If I’m missing, then you can’t keep the chain together.
Remember that you can keep this as difficult or as easy as you want depending on your child’s age and ability. Have fun with it!
An oldie but a goodie. You can play this with the focus being on sounds or letters. This helps develop their ability to match sounds and/or letters with objects and reinforce their knowledge of word meanings. Play at home, in the car, at the store, at the mall, or anywhere!
- Pick some random object in your surroundings that begins with the sound or letter that you’d like to work on.
- Say “I spy with my little eye, something that begins with the sound/letter ____.”
You can have your child repeat the rhyme when giving you the answer.

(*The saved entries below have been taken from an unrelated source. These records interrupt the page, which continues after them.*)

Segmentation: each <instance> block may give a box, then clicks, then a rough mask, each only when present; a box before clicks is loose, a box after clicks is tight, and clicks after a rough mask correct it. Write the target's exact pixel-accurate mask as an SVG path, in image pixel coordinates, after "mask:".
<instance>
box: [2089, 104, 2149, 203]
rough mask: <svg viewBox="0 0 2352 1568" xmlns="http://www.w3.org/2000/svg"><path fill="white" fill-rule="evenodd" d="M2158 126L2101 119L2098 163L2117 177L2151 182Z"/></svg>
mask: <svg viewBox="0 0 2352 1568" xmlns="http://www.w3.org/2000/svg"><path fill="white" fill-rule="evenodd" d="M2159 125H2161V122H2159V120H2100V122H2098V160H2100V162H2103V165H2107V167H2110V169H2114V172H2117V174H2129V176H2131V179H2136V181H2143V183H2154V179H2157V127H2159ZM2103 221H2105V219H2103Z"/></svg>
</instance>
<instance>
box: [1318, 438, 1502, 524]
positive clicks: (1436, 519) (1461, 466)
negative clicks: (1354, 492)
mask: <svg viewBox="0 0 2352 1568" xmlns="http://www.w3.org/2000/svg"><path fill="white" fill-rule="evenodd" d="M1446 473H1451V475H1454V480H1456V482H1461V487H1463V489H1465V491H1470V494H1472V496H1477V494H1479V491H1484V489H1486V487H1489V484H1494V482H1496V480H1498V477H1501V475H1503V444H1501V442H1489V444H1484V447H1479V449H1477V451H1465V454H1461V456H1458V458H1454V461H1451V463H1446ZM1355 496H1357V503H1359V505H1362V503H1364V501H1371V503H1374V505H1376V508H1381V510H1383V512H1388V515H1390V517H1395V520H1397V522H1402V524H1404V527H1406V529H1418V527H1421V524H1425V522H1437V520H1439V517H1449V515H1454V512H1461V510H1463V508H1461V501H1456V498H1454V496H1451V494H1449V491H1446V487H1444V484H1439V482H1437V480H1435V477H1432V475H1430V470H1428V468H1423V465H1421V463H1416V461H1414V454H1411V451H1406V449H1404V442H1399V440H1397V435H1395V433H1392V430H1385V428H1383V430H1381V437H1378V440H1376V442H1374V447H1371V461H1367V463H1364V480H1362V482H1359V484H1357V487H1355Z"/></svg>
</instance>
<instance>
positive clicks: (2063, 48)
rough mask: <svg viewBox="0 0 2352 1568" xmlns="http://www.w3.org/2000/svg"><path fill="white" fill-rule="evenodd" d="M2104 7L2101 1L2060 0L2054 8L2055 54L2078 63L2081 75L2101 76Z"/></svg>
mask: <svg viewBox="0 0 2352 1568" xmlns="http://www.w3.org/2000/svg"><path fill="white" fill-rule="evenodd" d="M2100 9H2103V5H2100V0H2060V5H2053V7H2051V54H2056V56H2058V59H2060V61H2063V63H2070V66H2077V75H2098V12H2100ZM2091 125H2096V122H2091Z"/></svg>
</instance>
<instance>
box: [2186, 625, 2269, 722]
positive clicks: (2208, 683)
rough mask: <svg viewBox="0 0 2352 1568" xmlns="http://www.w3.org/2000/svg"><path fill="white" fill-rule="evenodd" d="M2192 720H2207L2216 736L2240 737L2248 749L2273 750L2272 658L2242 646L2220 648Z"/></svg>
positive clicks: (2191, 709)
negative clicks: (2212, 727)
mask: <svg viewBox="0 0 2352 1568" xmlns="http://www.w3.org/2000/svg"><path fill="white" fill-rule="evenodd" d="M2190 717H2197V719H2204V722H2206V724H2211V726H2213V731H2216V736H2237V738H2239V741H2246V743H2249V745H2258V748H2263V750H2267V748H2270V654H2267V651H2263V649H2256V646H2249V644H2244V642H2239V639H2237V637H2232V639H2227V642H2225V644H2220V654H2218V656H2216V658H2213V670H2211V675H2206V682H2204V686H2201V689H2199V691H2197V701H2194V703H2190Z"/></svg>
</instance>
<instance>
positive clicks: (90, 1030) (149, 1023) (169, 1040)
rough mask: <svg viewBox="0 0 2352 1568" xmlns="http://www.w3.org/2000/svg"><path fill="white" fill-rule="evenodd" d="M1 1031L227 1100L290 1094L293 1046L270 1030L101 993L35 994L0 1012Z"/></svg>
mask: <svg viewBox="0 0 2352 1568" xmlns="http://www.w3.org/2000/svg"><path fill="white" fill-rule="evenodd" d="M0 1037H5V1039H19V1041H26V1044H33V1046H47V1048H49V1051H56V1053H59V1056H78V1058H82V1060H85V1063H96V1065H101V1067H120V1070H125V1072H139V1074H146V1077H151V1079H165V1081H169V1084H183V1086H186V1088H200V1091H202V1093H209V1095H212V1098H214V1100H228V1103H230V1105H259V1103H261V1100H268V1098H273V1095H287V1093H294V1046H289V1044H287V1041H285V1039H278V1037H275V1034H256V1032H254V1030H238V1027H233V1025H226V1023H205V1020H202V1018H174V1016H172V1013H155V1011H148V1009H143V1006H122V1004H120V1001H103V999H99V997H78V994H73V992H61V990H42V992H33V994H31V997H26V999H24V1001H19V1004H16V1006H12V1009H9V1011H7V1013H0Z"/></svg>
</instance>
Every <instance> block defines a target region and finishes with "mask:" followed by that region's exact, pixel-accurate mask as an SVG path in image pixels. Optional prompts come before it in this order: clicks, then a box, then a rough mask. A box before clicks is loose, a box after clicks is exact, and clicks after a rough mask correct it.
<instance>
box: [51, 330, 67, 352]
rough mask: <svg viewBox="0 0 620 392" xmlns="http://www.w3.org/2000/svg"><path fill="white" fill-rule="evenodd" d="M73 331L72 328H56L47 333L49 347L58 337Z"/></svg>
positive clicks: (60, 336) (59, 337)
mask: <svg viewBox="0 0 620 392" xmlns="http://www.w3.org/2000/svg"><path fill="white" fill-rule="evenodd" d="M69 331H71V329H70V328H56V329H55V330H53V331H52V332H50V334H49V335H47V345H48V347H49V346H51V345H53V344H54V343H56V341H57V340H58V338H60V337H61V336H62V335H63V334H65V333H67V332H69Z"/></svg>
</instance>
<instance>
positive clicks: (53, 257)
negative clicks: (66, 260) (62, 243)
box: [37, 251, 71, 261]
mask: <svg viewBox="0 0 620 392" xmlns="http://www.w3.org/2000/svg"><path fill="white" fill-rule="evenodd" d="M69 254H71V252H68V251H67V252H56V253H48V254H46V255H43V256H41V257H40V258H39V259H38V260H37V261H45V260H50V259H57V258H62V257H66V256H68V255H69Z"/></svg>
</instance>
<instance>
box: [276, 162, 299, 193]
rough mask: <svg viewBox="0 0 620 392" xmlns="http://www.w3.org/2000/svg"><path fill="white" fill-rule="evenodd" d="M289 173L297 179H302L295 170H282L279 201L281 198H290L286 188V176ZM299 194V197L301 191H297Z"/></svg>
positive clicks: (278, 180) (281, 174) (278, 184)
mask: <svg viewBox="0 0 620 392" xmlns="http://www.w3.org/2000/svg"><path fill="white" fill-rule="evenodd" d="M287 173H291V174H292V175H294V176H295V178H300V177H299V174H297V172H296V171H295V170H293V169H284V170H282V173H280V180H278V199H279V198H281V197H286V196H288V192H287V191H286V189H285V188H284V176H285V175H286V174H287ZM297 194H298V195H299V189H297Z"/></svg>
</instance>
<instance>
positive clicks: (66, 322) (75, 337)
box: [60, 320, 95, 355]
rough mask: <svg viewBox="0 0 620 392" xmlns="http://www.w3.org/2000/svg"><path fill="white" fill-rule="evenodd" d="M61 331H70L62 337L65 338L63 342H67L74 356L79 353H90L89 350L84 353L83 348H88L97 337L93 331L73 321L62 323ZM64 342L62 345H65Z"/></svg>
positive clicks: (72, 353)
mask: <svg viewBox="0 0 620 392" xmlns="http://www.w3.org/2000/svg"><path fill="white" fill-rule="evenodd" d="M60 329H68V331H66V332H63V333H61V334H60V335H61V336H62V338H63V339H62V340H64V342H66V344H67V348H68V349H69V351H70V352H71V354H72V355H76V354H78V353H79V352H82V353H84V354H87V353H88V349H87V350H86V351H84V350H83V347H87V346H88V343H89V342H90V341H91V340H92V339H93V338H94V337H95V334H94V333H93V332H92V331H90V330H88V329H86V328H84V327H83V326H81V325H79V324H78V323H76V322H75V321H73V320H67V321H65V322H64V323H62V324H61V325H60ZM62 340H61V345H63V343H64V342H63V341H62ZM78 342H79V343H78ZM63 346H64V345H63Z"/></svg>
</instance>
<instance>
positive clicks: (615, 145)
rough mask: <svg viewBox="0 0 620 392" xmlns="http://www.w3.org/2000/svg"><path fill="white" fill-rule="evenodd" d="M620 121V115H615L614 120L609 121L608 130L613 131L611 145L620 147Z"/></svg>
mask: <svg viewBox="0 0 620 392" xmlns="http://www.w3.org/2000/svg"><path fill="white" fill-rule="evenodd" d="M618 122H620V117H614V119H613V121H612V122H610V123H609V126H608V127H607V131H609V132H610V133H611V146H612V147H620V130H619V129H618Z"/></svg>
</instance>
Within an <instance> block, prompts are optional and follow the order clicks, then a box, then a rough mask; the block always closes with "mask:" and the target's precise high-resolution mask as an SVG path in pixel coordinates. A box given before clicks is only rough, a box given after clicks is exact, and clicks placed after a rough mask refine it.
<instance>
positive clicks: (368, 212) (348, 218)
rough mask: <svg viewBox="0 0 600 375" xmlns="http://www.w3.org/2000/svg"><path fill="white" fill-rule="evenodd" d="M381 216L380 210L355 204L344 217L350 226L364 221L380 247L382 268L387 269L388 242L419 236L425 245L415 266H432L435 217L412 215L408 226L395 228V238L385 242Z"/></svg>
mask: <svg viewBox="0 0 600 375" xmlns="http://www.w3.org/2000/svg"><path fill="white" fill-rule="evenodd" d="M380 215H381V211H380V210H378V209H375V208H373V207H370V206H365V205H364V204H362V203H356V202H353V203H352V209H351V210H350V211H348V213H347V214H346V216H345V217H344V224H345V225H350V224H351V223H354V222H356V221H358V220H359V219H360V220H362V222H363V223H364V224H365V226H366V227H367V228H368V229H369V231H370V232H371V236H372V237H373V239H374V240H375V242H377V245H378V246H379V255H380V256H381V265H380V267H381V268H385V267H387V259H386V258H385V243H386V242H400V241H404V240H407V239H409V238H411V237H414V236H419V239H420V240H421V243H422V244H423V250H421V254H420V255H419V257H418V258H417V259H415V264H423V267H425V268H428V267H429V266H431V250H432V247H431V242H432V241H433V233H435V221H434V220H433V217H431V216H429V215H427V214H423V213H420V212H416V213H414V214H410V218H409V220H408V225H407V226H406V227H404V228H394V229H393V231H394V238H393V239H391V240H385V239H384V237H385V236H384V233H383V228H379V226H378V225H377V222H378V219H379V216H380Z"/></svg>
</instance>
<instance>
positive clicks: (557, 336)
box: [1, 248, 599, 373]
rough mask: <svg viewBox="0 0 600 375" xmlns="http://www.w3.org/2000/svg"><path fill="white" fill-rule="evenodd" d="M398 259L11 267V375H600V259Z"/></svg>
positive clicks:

Then they can even take a turn asking you to find an object!
- Take this opportunity to discuss meanings of words they don’t know by choosing/pointing out objects they may not be familiar with.
A fun and educational way to spend some time…
- Tell your child that you will pretend to go somewhere (park, beach, store, etc.) and see lots of things that start with the letter /(target sound)/ sound.
- Practice words that start with the sound you are working with. For example: /p/ – porcupine, potato, pants, panda.
- Then you can start by saying or singing, “On my way to the store, I saw a panda, that starts with a /p/.”
- Then they can take a turn saying it once they get the hang of it. This game is great in the car, while you’re waiting for an appointment, or where ever. The sillier the answers the better!